SİLAHLI KUVVETLER BİRLİĞİ
VE
21 MAYIS*

Yeni Gündem Dergisi: 15–28 KASIM 1985

Talat TURHAN

 

Türkiye’de yıllar yılı cunta hareketlerinin bitmemesinde, bütün ordu tarihiyle birlikte 27 Mayıs’ın da özel bir önemi vardır. 27 Mayıs’tan sonra, yönetimi sivillere devretmemekten yana olan 14’lerin tasfiyesinin hemen ardından, “Silahlı Kuvvetler Birliği” kurulmuş ve kısa zamanda asıl gücü eline geçirmişi Şubat ve Mayıs girişimlerinde, bu yarı gizli örgütün üyeleri etkindi. Aydemir’in asılmasından sonra, hukukla yeri olmayan bir ayrım pratikte yerleşti. Ordu müdahalesi emir-komuta zinciri içinde gerçekleşirse “cunta” olmaz. 12 Mart’ta h ayrımın nasıl etkili olduğunu birçok yerde, ama en net biçimiyle Celil Gürhan’ın Cumhuriyet gazetesine anlattığı anılarda görüyoruz. 60–70 arasının çalkantılarını, hemen hemen hepsine taraf olmuş, şu anda cunta etkinliğini eleştiren ve böylece kemli eleştirisini veren emekli Yarbay Talat Turhan’ın ağzından sunuyoruz.

Yeni Gündem:Silahlı Kuvvetler Birliği nasıl kuruldu?

Talat TURHAN:Şimdi efendim, şöyle söyleyebiliriz Milli Birlik Komitesi Sih. K.’ler adına ordunun vekili olarak 27 Mayıs’ta iktida­ra el koydu. Ama Komite kendi arasında parçalandığı andan itibaren, bir anlamda yasallığını yitirmiş oldu. Ve olası yeni bölünmelerin de ortamı hazırlandı. O zaman genel bir kanı doğdu.
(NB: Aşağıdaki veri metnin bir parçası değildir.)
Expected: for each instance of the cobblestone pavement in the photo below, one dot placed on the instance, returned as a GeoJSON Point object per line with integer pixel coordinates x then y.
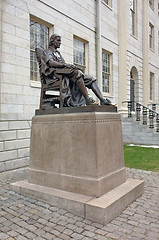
{"type": "Point", "coordinates": [23, 218]}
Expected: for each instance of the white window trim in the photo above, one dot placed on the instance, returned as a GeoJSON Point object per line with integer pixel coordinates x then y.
{"type": "Point", "coordinates": [86, 51]}
{"type": "Point", "coordinates": [109, 4]}
{"type": "Point", "coordinates": [37, 84]}
{"type": "Point", "coordinates": [108, 94]}
{"type": "Point", "coordinates": [135, 20]}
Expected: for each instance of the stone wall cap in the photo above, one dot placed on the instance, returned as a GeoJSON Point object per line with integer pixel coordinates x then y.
{"type": "Point", "coordinates": [82, 109]}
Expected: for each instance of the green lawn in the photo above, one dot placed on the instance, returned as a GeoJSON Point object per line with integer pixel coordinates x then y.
{"type": "Point", "coordinates": [142, 158]}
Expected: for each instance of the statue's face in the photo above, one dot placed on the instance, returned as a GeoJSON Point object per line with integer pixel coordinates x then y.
{"type": "Point", "coordinates": [57, 42]}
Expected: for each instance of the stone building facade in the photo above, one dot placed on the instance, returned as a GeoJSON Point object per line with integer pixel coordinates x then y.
{"type": "Point", "coordinates": [116, 41]}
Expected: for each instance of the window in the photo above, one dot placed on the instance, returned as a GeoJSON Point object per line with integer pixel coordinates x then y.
{"type": "Point", "coordinates": [106, 71]}
{"type": "Point", "coordinates": [151, 36]}
{"type": "Point", "coordinates": [151, 4]}
{"type": "Point", "coordinates": [158, 42]}
{"type": "Point", "coordinates": [79, 54]}
{"type": "Point", "coordinates": [108, 2]}
{"type": "Point", "coordinates": [151, 85]}
{"type": "Point", "coordinates": [39, 37]}
{"type": "Point", "coordinates": [133, 17]}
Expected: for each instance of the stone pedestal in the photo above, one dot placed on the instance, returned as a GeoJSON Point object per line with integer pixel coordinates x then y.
{"type": "Point", "coordinates": [77, 160]}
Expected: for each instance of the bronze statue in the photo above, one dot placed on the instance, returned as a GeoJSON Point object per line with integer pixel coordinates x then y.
{"type": "Point", "coordinates": [74, 82]}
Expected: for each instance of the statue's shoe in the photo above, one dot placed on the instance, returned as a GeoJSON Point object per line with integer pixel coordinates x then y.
{"type": "Point", "coordinates": [105, 101]}
{"type": "Point", "coordinates": [91, 101]}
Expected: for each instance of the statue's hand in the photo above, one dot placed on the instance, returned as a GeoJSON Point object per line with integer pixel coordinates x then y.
{"type": "Point", "coordinates": [69, 65]}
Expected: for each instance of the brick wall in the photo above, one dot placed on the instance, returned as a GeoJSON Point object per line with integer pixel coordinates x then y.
{"type": "Point", "coordinates": [14, 144]}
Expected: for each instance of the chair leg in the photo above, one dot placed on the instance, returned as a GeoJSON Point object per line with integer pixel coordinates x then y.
{"type": "Point", "coordinates": [61, 98]}
{"type": "Point", "coordinates": [41, 97]}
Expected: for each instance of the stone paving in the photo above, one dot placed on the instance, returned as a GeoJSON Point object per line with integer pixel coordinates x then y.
{"type": "Point", "coordinates": [23, 218]}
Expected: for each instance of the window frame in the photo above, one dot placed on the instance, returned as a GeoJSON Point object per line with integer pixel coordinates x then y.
{"type": "Point", "coordinates": [85, 42]}
{"type": "Point", "coordinates": [133, 19]}
{"type": "Point", "coordinates": [37, 82]}
{"type": "Point", "coordinates": [151, 4]}
{"type": "Point", "coordinates": [107, 3]}
{"type": "Point", "coordinates": [151, 86]}
{"type": "Point", "coordinates": [109, 92]}
{"type": "Point", "coordinates": [151, 36]}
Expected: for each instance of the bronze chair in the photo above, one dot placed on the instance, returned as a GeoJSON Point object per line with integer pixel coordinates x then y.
{"type": "Point", "coordinates": [49, 100]}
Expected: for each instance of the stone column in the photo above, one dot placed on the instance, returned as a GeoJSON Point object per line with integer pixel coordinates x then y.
{"type": "Point", "coordinates": [98, 42]}
{"type": "Point", "coordinates": [145, 53]}
{"type": "Point", "coordinates": [122, 54]}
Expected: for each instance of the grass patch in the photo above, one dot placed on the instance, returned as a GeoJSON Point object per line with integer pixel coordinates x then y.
{"type": "Point", "coordinates": [142, 158]}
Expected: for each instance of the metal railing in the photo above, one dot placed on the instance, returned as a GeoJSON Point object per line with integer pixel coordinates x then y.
{"type": "Point", "coordinates": [143, 114]}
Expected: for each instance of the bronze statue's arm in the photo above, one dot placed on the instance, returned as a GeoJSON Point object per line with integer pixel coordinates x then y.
{"type": "Point", "coordinates": [56, 64]}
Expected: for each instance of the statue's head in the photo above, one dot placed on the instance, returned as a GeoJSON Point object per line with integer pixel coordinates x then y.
{"type": "Point", "coordinates": [55, 38]}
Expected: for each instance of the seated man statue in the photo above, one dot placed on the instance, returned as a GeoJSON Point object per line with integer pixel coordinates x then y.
{"type": "Point", "coordinates": [54, 65]}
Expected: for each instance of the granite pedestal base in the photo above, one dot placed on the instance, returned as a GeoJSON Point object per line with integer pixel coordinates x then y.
{"type": "Point", "coordinates": [77, 163]}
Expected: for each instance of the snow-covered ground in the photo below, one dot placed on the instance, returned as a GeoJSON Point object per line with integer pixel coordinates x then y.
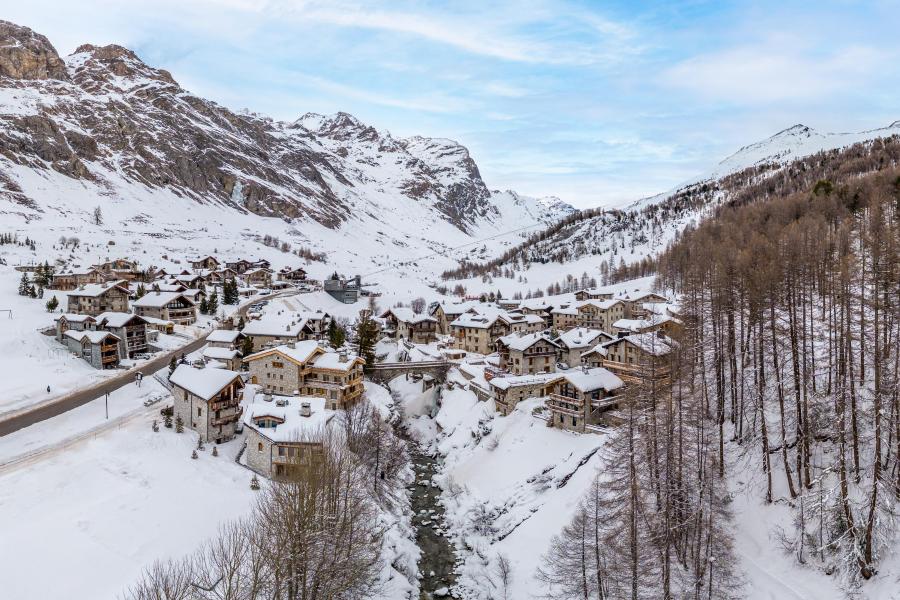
{"type": "Point", "coordinates": [96, 512]}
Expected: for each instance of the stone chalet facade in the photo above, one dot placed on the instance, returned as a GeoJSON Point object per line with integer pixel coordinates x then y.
{"type": "Point", "coordinates": [580, 399]}
{"type": "Point", "coordinates": [527, 354]}
{"type": "Point", "coordinates": [403, 323]}
{"type": "Point", "coordinates": [72, 279]}
{"type": "Point", "coordinates": [284, 433]}
{"type": "Point", "coordinates": [208, 400]}
{"type": "Point", "coordinates": [205, 262]}
{"type": "Point", "coordinates": [578, 340]}
{"type": "Point", "coordinates": [100, 349]}
{"type": "Point", "coordinates": [289, 327]}
{"type": "Point", "coordinates": [307, 369]}
{"type": "Point", "coordinates": [166, 306]}
{"type": "Point", "coordinates": [259, 277]}
{"type": "Point", "coordinates": [93, 299]}
{"type": "Point", "coordinates": [510, 390]}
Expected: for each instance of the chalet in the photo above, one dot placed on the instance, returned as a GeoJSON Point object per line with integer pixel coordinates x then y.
{"type": "Point", "coordinates": [599, 314]}
{"type": "Point", "coordinates": [224, 357]}
{"type": "Point", "coordinates": [205, 262]}
{"type": "Point", "coordinates": [73, 279]}
{"type": "Point", "coordinates": [190, 280]}
{"type": "Point", "coordinates": [284, 433]}
{"type": "Point", "coordinates": [578, 340]}
{"type": "Point", "coordinates": [259, 277]}
{"type": "Point", "coordinates": [510, 390]}
{"type": "Point", "coordinates": [99, 348]}
{"type": "Point", "coordinates": [403, 323]}
{"type": "Point", "coordinates": [593, 294]}
{"type": "Point", "coordinates": [651, 322]}
{"type": "Point", "coordinates": [580, 398]}
{"type": "Point", "coordinates": [166, 306]}
{"type": "Point", "coordinates": [93, 299]}
{"type": "Point", "coordinates": [288, 274]}
{"type": "Point", "coordinates": [638, 357]}
{"type": "Point", "coordinates": [564, 317]}
{"type": "Point", "coordinates": [274, 329]}
{"type": "Point", "coordinates": [230, 339]}
{"type": "Point", "coordinates": [208, 400]}
{"type": "Point", "coordinates": [343, 290]}
{"type": "Point", "coordinates": [307, 369]}
{"type": "Point", "coordinates": [527, 354]}
{"type": "Point", "coordinates": [73, 322]}
{"type": "Point", "coordinates": [129, 328]}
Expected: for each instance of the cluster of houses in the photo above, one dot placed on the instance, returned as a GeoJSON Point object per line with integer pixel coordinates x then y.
{"type": "Point", "coordinates": [579, 353]}
{"type": "Point", "coordinates": [106, 320]}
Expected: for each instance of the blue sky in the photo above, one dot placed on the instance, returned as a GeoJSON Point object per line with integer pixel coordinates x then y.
{"type": "Point", "coordinates": [594, 102]}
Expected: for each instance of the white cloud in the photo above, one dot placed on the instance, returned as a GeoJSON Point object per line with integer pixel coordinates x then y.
{"type": "Point", "coordinates": [775, 72]}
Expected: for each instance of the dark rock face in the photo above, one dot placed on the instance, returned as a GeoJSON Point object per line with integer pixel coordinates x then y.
{"type": "Point", "coordinates": [104, 111]}
{"type": "Point", "coordinates": [25, 54]}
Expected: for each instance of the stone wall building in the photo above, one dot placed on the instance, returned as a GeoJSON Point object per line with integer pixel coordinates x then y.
{"type": "Point", "coordinates": [96, 298]}
{"type": "Point", "coordinates": [208, 400]}
{"type": "Point", "coordinates": [284, 433]}
{"type": "Point", "coordinates": [307, 369]}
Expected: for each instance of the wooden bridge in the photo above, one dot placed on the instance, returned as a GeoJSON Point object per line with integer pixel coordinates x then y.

MBK üyelerinde bu durumda ‘vekâlet görevini yapamıyor, asiller işe sahip olsun’ kanısı yerleşmeye başladı. Genelde şöyle düşünülebilir: Milli Birlik Komitesi üyesi olması gereken kişiler yanında, bu nitelikten yoksun kişiler çoğunlukta idi. Bu oluşum bir anlamda Silahlı Kuvvetler Birliği Örgütü’nün kurulmasını kolaylaştırdı. Burada kişisel ihtirasların rolü düşünülebilir. Yukarıdan aşağı bir oluşum değil, ama aşağıdan yukarı bir oluşum. O zaman MBK’ da kalan 23’ler bu oluşumun farkına varıyorlar ve bu oluşumun zaman içinde kendi aleyhlerinde sonuçlanacağını anladıklarında teyakkuza geçiyorlar. Silahlı Kuvvetler Birliği 6 Haziran 1961’e kadar Hv. K. K. Orgeneral İrfan Tansel’e ulaşmış ve Tansel’i örgüte almıştı. Karşıdaki güçler ve MBK, eğer Silahlı Kuvvetler Birliği örgütünün tepesindeki adamı budarsak, örgütü dağıtmamız kolaylaşır anlayışıyla Tansel’i Washington’a tayin ediyorlar ve gerekli kararname de çıkıyor. Cumhurbaşkanı da Cemal Gürsel. Bu olay üzerine Silahlı Kuvvetler Biri ligi bir ültimatom veriyor Cumhurbaşkanı’na. Aslında bu kararı alanlar legaliteyi temsil ediyorlar, karşı taraf illegal. Bu kararı alan legal güçlere karşı SKB örgütü altı maddelik ültimatom veriyor: Buna imza koyan Milli Savunma Bakanı1 ve buna karşı çıkan Kara Kuvvetleri Komutanı2 emekliye sevk edilecek. Bu olacak, şu olacak şeklinde. O arada jetler Çankaya’yı ütülüyor, bütün herkes tükürdüğünü yalıyor ve Silahlı Kuvvetler Birliği fiilen sahneye çıkıyor. Ve böylece Silahlı Kuvvetler Birliği gizli örgütü legaliteyi teslim aldığı andan itibaren iktidar, illegaliteyi temsil eden Silahlı Kuvvetler Birliği’ne geçiyor. Neden o zaman MBK’yi dağıtıp da SBK’nın iktidara oturmadığı sorulabilir? Bunu anlamak mümkün değil “Nikâh birinin üzerinde bacakları başkasının üzerinde”. Belki de dış dünyaya karşı öyle darbe üzerine darbe görüntüsü vermemek için böyle arkada kalıp öndekileri gütmeyi yeğlediler.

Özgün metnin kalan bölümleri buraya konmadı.